Red Cross meet tries to break deadlock on Israeli accession

GENEVA (AFP) — An international conference was mired Wednesday, as efforts continued to break a deadlock after a Muslim challenge to moves to facilitate Israeli membership of the global Red Cross movement.

Mediators were hunting for a compromise that would satisfy both Muslim countries and supporters of Israeli accession, who make up the majority.

The aim was to avoid a divisive vote at the conference of the 192 signatory nations of the Geneva Conventions and their respective national societies which make up the global Red Cross and Red Crescent movement.

“There is a strong commitment from the states and the national societies present to find a positive solution to be adopted by consensus,” said conference Chairman Mohammed Al Hadid, the head of the Jordanian Red Crescent.

“We are working towards this solution and we are hearing all sides,” he said, adding that he was remained “confident” of eventually ending the impasse.

Members of the Organisation of the Islamic Conference held up the gathering on procedural grounds for several hours on Tuesday’s opening day.

Pakistan and Tunisia also lodged a formal proposal calling on the meeting to confirm that the movement’s rules apply to Israeli-controlled Arab areas.

The proposal, which said that they fall within the respective jurisdiction of the Palestinian, Syrian and Lebanese Red Crescent societies, marked a diplomatic protest against Israel.

Pakistan and Tunisia proposed adding the wording — which was unacceptable to Israel — to a broader resolution on whether to change the statutes of the international Red Cross and Crescent movement to add a new “red crystal” emblem.

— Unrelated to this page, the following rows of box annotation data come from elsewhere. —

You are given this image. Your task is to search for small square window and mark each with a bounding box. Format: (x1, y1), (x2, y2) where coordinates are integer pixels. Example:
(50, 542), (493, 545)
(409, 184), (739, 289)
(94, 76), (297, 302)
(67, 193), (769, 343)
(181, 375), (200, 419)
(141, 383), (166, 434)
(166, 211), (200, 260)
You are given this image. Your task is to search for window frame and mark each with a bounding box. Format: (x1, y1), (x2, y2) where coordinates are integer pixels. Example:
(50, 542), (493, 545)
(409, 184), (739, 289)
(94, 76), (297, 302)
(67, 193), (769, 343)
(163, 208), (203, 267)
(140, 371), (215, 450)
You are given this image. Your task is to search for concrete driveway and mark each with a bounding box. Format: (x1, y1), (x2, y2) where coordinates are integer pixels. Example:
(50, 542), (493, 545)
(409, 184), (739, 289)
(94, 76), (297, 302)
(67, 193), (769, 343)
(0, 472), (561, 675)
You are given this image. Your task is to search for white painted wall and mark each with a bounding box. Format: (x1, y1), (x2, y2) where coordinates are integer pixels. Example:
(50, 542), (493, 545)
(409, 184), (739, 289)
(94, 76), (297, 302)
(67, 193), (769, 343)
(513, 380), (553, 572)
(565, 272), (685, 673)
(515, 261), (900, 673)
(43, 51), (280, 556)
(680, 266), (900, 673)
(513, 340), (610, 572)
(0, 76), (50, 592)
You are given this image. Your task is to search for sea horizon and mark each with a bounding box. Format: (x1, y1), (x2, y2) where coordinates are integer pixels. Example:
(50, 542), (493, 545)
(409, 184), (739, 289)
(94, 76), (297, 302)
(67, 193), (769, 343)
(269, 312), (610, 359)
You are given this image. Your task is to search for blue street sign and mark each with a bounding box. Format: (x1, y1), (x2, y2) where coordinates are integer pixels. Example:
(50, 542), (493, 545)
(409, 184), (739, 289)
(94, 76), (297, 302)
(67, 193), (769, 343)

Changing the statutes would cement a deal from a conference last December, which capped painstaking negotiations to end a 56-year row and allow Israel’s Magen David Adom (MDA, Red Star of David) into the international network.

The MDA was officially not recognised in the Geneva Conventions, even though Israel is a signatory, because its emblem did not conform with longstanding rules allowing only a cross or a crescent.

The Palestinian Red Crescent was also excluded because the statutes only allow relief societies from sovereign states to join.

That rule is also up for change.

The new crystal — in fact a red outline of a square standing on edge — is also meant to have a wider role for Red Cross and Crescent humanitarian workers in other areas where there is a need for a emblem that is free from religious or political connotations.

Opposition from Muslim countries led by Syria at last year’s conference sparked a brusing vote, in a break from Red Cross tradition.

The conference backed the new emblem 98-27, opening the way for the statute change. The remaining governments abstained or did not take part.